To be honest today, Friday 8th May is the first day I’ve had a wobble during this pandemic. I think we’ve been in lockdown for 45 days, or there about and largely it has washed over me. I have of course been horrified by the news and my heart has broken for so many families loosing loved ones and my admiration for frontline workers grows every day. But tucked away in rural England have not been directly affected and have enjoyed spending time at home with family.
My days have been filled with my business, I work from home each morning, so nothing much has changed there, and guilt free activities in the afternoons. Before the lockdown I would fill every moment doing something. I’ve never been good at sitting still and doing nothing, I’ve had to work really hard at finding five minutes to just check in with myself and just be. But since lockdown I feel that a pressure to be productive in some way every waking hour, has been lifted from me, and I have been given permission to read, paint, sew whatever I might feel like doing. I like it. I will not go back to my former ways of working at a hundred miles an hour, I will find a way to give myself permission to please myself for at least an hour of every day.

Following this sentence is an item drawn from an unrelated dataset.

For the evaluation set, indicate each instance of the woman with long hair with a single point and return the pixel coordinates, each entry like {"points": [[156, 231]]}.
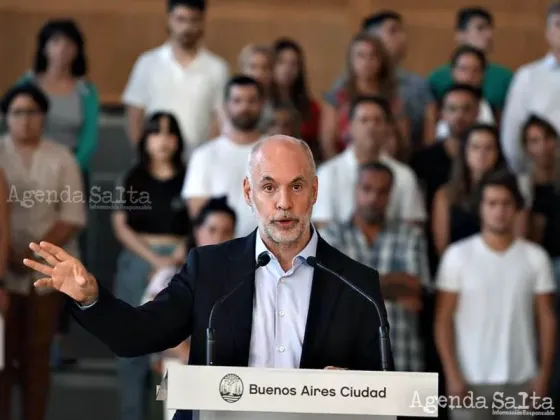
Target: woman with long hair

So today I had a little cry. Not sure where it came from, I’ll blame the full moon as I know it does affect me. I think it was an accumulation of all the thoughts in my head, from missing my son who is in isolation else where to remembering those who died in the wars, all those poor soles who never came home. Then actually trying to comprehend thirty thousand deaths from Covid 19 and being beyond grateful that our family and friends are all still with us. Top that off with a video of a beautiful singing by a gospel choir being shared on Facebook by our local vicar, I was done.

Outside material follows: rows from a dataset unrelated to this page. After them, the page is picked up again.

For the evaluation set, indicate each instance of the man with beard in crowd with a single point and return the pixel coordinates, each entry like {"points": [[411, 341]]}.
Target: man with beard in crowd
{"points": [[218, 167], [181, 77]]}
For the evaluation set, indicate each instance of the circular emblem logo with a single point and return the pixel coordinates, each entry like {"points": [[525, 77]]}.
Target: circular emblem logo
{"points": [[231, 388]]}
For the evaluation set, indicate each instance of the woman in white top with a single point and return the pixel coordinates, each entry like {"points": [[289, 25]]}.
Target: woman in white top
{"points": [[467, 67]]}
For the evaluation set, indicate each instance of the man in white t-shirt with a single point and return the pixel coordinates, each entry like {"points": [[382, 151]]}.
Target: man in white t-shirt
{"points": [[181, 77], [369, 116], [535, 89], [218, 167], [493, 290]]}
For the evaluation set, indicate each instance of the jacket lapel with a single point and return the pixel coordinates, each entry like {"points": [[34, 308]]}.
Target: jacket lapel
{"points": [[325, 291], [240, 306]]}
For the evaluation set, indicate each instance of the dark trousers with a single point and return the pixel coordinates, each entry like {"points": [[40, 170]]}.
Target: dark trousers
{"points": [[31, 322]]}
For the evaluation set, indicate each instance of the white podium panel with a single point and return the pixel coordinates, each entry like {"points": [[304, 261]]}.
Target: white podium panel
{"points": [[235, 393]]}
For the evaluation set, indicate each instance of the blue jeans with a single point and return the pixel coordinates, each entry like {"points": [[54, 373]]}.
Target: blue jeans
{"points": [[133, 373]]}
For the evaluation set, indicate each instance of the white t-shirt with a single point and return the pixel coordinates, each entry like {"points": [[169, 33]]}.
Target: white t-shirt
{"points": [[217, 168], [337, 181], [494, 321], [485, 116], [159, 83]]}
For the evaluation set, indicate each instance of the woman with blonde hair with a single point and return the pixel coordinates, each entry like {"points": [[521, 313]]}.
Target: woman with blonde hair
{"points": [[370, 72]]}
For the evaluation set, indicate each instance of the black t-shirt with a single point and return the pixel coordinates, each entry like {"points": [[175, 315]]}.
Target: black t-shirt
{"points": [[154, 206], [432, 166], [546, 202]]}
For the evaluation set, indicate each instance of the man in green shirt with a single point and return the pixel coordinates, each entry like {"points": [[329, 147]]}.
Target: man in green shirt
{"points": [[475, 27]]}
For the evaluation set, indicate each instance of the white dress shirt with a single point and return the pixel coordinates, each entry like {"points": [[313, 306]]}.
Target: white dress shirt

I know I’m late to the wobble party. Many of my friends have messaged over the last couple of months to say they’ve had a difficult day. It’s important that we talk about our experiences during this unprecedented time and into the future. There will be wounds to heal, not just the huge gaping holes left by loosing a loved one, but little wounds left by missing precious moments such as births or weddings. Time to catch up with how much children have grown whilst we haven’t seen them and difficult conversations to have with those for who confinement may have made them make life changing decisions such as divorce or moving away. There will be a period of national mourning as we slowly come to terms with what has happened and start life without certain people, loved ones, friends and colleagues who were taken by the virus. We will reflect on the way the pandemic was handled by our government. There will be endless conversations about what we would have done differently and how the outcome might have been different.
This will not go away quickly. Like so many things it won’t be until we look back on it that we’ll be able to see the full picture and appreciate how it has affected us as a country, in our communities and as individuals. I hope that we remember the kindness and compassion everyone has shown each other, and that it remains in place. I hope that we’ll remember the beautiful weather we had due to less pollution and all do everything we can to keep pollution to a minimum. I hope we’ll realise how adaptable we all are. Whether that means that we will continue to walk to the shop instead of driving, or use up every scrap of food in the fridge before shopping again or that we continue to bake a loaf for home and one for a neighbour.
Let us endeavour to be better people than we were before. Let’s learn the lessons Mother Nature has been teaching us. Let’s be more mindful of our actions and their consequences. Let’s get ready to creep slowly back to some kind of normality, with kindness and compassion in our hearts and a feeling of gratitude for all who helped us through.